Seattle Council Makes Recycling Mandatory

The move is being made to turn around the city's collection levels.

The city of Seattle’s City Council voted Dec. 15 to make recycling mandatory for residents of the city. The vote was unanimous.

The new rules require Seattle residents to collect for recycling paper, old corrugated containers, glass and plastic bottles, and aluminum and tin cans, starting Jan. 1, 2005. If these materials are found in garbage cans, the containers will be tagged as part of a yearlong education campaign.

Beginning in 2006, residential customers will be warned if the materials are found in trash receptacles. If banned materials are found three times, the city will refuse to collect the garbage until such items are removed.

Commercial customers can be fined up to $50 for each container that includes banned materials. But single-family households will not face a monetary penalty under the new rules.

The rules stem from Seattle's slumping recycling rate, which dropped from 44 percent in 1995 to 38 percent in 2001. The city's goal is a 60 percent recycling rate by 2010. The city was supposed to hit a 52 percent rate last year.

Nickels' original proposal also called for commercial customers, such as restaurants, to recycle food waste, but the new rules don't require that.

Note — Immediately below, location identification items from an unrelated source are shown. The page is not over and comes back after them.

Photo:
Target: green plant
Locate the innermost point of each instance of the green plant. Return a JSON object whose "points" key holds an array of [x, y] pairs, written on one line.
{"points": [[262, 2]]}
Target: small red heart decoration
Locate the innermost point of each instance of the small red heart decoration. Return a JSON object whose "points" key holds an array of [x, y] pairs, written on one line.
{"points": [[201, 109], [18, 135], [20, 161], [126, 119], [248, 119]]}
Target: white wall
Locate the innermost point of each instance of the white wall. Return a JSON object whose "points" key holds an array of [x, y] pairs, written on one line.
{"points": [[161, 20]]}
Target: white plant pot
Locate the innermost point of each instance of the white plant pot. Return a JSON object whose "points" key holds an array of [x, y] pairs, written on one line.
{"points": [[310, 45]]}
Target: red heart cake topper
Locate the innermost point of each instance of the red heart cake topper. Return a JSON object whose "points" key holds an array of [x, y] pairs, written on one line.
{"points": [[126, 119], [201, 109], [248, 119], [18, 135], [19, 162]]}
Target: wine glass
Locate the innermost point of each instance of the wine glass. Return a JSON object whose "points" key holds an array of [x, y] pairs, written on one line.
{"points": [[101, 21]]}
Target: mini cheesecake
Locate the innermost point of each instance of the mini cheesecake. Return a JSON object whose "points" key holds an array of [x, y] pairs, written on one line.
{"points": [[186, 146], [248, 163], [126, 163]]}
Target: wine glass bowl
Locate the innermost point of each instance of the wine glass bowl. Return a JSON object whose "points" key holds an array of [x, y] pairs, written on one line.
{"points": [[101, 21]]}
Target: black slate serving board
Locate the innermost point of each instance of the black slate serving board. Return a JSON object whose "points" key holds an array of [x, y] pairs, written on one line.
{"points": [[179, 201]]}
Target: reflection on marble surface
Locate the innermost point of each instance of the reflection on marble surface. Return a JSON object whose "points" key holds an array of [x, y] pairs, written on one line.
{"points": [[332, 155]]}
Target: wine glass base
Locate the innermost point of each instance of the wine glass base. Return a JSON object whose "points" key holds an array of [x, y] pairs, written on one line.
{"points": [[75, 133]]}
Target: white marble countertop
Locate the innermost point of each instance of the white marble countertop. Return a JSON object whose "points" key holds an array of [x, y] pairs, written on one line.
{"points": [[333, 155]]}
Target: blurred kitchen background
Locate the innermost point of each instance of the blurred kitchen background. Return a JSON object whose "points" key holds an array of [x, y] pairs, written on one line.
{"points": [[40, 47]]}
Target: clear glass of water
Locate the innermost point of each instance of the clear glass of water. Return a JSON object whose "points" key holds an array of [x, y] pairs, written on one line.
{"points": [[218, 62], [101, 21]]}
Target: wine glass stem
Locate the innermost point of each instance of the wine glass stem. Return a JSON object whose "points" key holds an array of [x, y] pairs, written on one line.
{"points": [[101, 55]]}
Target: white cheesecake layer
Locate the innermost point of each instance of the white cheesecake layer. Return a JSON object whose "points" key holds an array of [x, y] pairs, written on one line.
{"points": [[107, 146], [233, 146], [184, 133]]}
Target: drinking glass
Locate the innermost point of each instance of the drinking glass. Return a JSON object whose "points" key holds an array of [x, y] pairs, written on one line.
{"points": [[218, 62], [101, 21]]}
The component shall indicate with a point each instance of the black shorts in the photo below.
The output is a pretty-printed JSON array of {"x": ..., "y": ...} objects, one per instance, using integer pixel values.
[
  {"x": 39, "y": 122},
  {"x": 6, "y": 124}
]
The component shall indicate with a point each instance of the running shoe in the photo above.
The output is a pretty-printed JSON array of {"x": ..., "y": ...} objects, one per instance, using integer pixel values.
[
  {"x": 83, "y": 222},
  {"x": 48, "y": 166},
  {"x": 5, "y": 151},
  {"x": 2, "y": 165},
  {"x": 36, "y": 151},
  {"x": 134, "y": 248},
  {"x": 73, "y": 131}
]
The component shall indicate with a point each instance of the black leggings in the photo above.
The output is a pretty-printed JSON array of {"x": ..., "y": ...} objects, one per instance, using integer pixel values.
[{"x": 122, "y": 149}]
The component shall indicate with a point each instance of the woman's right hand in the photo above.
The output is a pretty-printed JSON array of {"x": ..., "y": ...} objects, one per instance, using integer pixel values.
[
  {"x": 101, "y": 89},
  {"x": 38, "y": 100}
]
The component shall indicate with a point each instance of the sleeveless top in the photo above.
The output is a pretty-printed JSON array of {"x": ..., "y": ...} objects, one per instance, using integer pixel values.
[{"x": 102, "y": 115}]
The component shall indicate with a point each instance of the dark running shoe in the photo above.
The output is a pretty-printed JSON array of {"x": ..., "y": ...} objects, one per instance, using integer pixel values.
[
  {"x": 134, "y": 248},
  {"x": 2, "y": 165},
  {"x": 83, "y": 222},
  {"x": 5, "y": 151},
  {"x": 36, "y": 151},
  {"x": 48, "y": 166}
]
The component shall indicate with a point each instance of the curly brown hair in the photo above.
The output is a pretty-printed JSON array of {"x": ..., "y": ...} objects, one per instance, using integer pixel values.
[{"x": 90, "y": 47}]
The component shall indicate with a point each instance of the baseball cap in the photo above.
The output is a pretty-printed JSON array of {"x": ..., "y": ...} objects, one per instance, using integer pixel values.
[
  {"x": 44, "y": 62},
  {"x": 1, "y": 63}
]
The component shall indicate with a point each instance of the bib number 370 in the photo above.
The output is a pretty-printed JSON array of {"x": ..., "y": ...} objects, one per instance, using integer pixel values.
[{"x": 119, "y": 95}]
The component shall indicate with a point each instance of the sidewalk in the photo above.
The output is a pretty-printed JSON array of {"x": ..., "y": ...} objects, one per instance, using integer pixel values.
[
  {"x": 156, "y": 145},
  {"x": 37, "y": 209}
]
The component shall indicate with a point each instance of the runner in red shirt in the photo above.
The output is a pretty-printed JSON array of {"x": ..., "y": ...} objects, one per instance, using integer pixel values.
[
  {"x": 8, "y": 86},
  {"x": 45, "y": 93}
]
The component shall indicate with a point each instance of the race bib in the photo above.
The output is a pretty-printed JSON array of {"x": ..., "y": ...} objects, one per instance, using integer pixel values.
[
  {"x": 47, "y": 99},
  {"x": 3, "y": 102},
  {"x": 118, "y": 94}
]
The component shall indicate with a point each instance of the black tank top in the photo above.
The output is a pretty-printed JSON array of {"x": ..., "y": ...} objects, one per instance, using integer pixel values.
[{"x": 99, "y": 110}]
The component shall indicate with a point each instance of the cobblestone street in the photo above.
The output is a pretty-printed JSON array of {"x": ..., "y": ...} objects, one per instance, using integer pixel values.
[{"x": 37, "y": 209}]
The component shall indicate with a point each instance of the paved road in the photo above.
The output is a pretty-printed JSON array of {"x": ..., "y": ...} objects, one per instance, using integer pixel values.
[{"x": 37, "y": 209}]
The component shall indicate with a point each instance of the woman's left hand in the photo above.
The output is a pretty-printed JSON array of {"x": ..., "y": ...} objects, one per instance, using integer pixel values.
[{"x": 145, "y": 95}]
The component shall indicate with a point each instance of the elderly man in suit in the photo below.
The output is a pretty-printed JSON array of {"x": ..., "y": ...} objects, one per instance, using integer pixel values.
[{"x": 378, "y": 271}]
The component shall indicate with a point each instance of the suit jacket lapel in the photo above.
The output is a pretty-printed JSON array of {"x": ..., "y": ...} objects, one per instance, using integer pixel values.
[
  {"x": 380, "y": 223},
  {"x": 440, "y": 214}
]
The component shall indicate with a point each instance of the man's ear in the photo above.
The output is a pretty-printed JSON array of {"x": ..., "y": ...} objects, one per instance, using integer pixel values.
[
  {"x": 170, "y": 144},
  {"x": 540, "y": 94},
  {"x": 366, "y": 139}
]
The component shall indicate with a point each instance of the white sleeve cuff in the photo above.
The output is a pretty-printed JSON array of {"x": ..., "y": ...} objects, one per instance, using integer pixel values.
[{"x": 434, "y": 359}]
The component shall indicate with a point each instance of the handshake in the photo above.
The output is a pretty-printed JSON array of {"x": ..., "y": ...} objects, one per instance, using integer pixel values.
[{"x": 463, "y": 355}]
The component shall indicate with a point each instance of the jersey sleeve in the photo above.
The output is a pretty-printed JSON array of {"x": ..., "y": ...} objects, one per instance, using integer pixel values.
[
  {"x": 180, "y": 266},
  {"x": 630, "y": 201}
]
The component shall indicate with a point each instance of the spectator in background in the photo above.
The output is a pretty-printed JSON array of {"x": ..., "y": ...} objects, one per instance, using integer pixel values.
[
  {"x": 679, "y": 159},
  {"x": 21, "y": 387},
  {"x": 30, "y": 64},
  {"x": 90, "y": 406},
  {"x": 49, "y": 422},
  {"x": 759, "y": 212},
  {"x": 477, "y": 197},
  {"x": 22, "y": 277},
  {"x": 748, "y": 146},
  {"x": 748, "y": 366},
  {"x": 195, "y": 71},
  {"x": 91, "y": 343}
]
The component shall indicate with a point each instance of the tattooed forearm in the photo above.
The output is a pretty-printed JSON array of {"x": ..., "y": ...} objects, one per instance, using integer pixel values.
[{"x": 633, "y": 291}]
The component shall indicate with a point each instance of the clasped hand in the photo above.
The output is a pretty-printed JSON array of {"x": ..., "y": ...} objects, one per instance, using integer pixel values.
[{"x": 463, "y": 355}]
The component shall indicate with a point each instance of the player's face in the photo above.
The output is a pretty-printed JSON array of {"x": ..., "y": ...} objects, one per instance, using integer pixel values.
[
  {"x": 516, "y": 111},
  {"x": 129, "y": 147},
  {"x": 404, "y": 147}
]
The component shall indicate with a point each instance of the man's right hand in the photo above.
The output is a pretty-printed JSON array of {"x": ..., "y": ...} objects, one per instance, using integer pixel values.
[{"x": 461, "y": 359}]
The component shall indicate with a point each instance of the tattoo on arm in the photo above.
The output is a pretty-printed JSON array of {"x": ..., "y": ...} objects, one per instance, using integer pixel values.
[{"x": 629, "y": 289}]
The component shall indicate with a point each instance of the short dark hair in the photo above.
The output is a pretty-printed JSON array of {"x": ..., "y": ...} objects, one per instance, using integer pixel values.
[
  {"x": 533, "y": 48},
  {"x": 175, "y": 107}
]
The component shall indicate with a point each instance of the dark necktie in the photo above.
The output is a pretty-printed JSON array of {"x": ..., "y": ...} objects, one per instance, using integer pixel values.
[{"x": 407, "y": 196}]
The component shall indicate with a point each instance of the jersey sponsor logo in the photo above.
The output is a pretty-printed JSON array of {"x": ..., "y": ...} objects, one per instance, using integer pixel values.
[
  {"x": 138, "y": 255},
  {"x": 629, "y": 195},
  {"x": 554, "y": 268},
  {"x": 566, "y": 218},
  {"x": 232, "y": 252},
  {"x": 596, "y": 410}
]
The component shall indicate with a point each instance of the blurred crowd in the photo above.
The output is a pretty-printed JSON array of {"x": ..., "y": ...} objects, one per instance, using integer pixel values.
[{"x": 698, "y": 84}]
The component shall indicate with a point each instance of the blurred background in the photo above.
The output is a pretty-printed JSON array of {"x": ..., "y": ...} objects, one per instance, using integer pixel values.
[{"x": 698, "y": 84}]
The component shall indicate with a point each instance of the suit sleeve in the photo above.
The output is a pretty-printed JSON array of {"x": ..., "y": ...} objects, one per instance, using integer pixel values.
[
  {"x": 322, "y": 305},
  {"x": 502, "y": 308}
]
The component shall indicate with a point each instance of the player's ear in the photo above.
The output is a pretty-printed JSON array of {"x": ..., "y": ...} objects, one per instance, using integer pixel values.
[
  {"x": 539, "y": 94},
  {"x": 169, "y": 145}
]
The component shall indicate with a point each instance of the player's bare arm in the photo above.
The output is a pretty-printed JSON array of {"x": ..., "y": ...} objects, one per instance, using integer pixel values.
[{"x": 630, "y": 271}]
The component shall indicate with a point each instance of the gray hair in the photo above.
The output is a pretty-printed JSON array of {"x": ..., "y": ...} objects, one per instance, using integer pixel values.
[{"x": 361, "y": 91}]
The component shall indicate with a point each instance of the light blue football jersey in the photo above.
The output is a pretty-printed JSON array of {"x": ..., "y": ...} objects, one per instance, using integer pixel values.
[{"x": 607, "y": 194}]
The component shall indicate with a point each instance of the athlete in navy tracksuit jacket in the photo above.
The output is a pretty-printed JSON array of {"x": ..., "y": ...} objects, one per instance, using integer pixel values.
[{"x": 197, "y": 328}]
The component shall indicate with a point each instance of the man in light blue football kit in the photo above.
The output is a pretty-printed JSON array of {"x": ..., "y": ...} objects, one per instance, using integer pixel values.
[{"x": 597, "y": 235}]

City officials still are refining the details of such a plan.

Scope of Proposed Legislation includes the following:

·            Commercial establishments -- ban on disposal of paper, cardboard and yard waste in garbage.

·            Residents of multifamily and mixed-use buildings -- ban on disposal of newspaper, mixed waste paper, cardboard, glass bottles and jars, plastic containers, “tin” cans and aluminum cans in garbage .

·            Commercial or multifamily customers without adequate space for recycling may be exempted by.

Enforcement of the new legislation would include an education program that would begin by the end of the first quarter next year.

Bans on the disposal of recyclables would not become effective until Jan. 1, 2005, with enforcement starting in 2006.

Further, the ban would apply to the disposal of uncontaminated paper and cardboard only.

According to the Seattle Times, the recycling initiative is projected to have a net cost of $272,000 next year. By 2007, a net savings of more than $2 million is projected, according to Councilwoman Margaret Pageler, as more waste is diverted from landfills and the city saves on disposal costs.